The villagers of Wychwood seem unusually clumsy. The vicar has just expired from mishandling insecticide. An elderly herbalist has dropped dead after putting the wrong sort of mushroom in her stew. And everyone remembers the brother of the church organist who stumbled on the river bank and drowned.

But Lavinia Pinkerton suspects foul play and travels to London to inform Scotland Yard. "Murder is easy," she tells a chance acquaintance on the train, Miss Marple, "as long as nobody thinks it is murder."

Unfortunately, while leaving the station Miss Pinkerton has a fatal fall down the escalator. When Marple reads about it, she heads to Wychwood to investigate. No sooner has she met the locals and fallen in with a sympathetic former policeman, Luke Fitzwilliam, than the venerable village doctor succumbs to blood poisoning from an infected cut — another "accident."

Then suicide begins afflicting the town. Amy Gibbs, maid to organist Honoria Waynflete and granddaughter of the mushroom victim, downs a bottle of hair dye. And Lydia Horton, diabetic wife of parliament member Major Hugh Horton, overdoses on insulin. By now, even the easy-going town constable, Terrence Reed, has joined with Marple and Luke to consider if a serial killer is on the loose.

Of course, Wychwood has its share of oddballs and intrigue. The doctor's widow, Jessie Humbleby, has become unhinged in a very peculiar way. And Major Horton has a nasty political rivalry with solicitor James Abbot. Illicit romance is also in the air, possibly between Jesse and the major, and definitely between Amy and Abbot. Indeed, at Amy's death she is discovered to be pregnant.

Then there is Bridget Conway, a beautiful and mysterious American who is making rubbings at churches in the area. Luke develops a crush on her, but her mind is on something besides romance, and she seeks out the gardener at the village hospital for some information — and not about flowers.

Marple unravels this intricately tangled plot at the usual gathering of suspects, where it emerges that after one impulsive act Honoria just got into the habit of homicide. She couldn't stop as she tried to wipe the slate clean of all who knew about her past.
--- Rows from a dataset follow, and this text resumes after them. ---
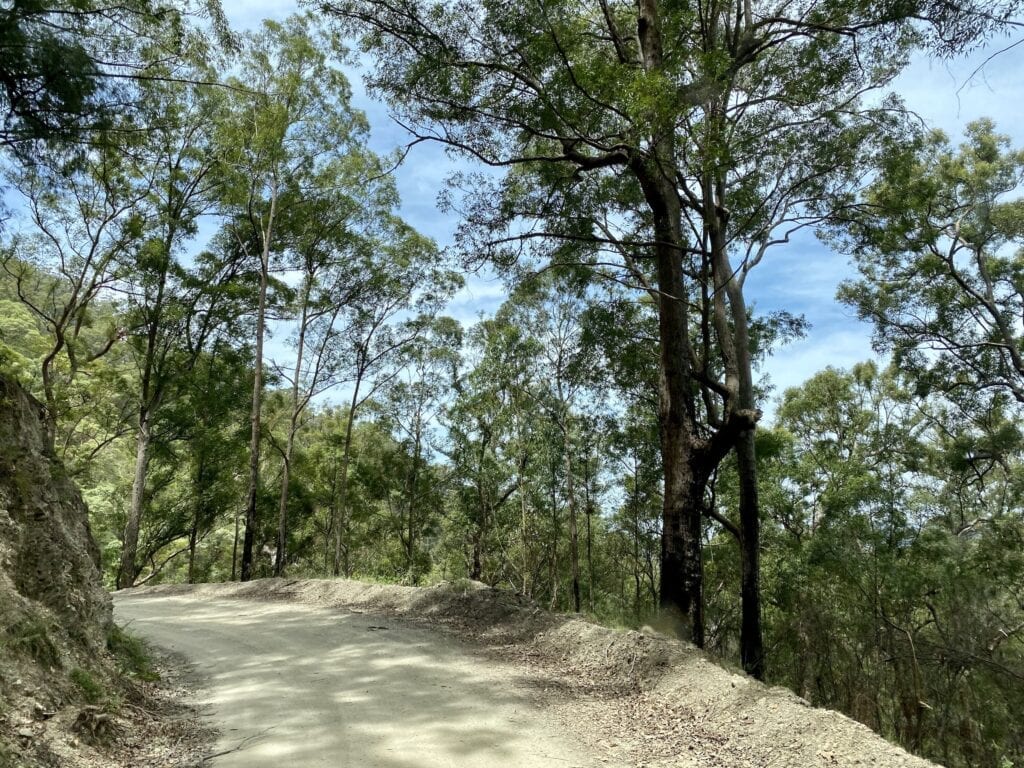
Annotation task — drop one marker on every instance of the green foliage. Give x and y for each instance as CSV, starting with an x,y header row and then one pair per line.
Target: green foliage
x,y
91,690
131,654
32,637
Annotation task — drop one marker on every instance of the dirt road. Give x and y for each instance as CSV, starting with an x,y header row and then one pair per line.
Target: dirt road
x,y
295,686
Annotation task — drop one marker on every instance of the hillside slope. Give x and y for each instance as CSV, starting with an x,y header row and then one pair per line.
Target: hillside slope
x,y
640,698
71,692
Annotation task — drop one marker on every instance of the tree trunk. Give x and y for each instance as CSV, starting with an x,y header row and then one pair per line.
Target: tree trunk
x,y
341,559
293,426
127,570
573,527
254,439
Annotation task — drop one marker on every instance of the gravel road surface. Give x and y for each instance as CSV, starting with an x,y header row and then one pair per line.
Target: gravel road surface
x,y
296,686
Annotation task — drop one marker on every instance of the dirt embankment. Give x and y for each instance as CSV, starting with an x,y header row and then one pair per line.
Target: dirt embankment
x,y
642,699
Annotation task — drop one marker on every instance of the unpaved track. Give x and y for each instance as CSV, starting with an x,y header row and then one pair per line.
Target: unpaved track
x,y
299,686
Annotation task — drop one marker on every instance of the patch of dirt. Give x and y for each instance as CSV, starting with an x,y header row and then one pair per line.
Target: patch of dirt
x,y
141,724
640,698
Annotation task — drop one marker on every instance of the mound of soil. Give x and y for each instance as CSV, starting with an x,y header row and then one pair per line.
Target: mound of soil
x,y
643,698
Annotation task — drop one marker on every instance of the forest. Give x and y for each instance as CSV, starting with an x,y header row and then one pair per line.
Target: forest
x,y
247,360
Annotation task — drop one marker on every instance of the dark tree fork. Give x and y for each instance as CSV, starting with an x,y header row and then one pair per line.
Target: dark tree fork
x,y
716,119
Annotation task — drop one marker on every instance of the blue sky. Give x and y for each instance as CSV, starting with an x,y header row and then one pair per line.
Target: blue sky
x,y
800,278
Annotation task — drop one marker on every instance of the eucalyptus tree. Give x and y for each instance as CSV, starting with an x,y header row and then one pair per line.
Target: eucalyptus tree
x,y
552,316
163,304
330,251
403,286
84,224
411,406
68,69
289,115
895,566
642,129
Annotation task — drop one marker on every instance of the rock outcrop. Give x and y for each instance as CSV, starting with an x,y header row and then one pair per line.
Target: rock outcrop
x,y
55,617
49,563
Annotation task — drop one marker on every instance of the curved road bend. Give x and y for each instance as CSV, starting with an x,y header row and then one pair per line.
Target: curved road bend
x,y
295,686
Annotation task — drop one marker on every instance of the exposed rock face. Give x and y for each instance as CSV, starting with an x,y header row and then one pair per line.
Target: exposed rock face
x,y
49,563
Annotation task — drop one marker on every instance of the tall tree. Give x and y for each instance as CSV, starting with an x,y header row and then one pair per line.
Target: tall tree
x,y
682,111
937,240
178,160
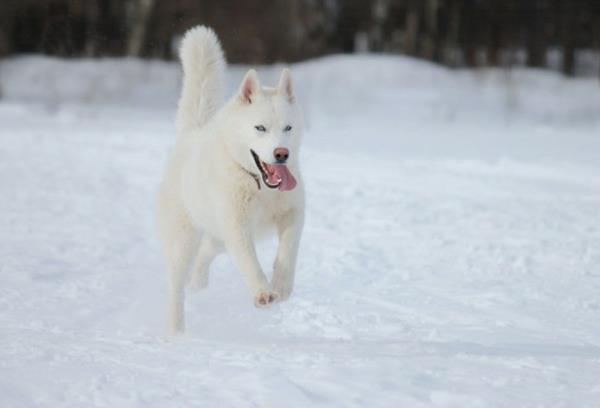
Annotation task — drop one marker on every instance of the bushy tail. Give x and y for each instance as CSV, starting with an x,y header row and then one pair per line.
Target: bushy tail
x,y
203,69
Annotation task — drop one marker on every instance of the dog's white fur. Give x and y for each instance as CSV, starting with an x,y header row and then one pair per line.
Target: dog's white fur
x,y
209,201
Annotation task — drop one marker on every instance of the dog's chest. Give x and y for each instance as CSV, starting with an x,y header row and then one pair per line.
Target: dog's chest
x,y
263,212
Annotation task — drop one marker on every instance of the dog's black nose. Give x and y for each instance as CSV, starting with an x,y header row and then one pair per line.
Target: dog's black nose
x,y
281,154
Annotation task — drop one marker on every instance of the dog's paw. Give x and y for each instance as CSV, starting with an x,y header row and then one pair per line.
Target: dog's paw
x,y
265,299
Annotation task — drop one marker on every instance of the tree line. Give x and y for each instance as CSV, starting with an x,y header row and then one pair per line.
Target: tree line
x,y
452,32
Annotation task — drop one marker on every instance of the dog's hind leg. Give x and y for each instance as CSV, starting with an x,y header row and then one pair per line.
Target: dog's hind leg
x,y
207,251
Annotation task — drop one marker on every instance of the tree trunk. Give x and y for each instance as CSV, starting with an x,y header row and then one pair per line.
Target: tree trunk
x,y
139,22
412,29
536,35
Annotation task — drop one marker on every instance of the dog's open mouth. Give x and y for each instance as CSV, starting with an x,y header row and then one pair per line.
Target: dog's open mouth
x,y
274,175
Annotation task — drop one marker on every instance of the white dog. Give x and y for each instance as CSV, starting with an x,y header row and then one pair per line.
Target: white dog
x,y
232,177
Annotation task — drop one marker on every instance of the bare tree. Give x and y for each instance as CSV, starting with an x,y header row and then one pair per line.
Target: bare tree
x,y
139,14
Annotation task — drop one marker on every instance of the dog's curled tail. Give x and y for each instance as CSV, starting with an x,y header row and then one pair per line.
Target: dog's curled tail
x,y
203,69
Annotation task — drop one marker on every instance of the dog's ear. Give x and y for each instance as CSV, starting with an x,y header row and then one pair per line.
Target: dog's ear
x,y
285,85
249,87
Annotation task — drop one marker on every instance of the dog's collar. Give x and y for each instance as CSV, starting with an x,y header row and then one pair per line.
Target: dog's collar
x,y
254,176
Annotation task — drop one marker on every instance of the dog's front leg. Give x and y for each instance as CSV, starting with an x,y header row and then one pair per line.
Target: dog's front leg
x,y
240,246
289,228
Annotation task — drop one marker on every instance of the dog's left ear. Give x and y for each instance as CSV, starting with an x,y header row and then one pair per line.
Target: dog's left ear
x,y
285,85
249,87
It started with her brother, a brain damaged adolescent who raped her after the major got him drunk. She pushed him into the river. But then she discovered she was pregnant, and the vicar, the doctor, and the herbalist learned of her condition as she consulted them about an abortion. One day, they too would meet with "accidents" — as would Miss Pinkerton for noticing a pattern to the suspicious deaths.

Honoria changed her mind and the baby was born, and then set adrift like the infant Moses. Found by Lydia (another eventual victim), the child was given to Americans and raised as Bridget Conway. Bridget's return and her inquiries about her origins sparked Honoria's efforts to hide her own past — in a regrettably violent way.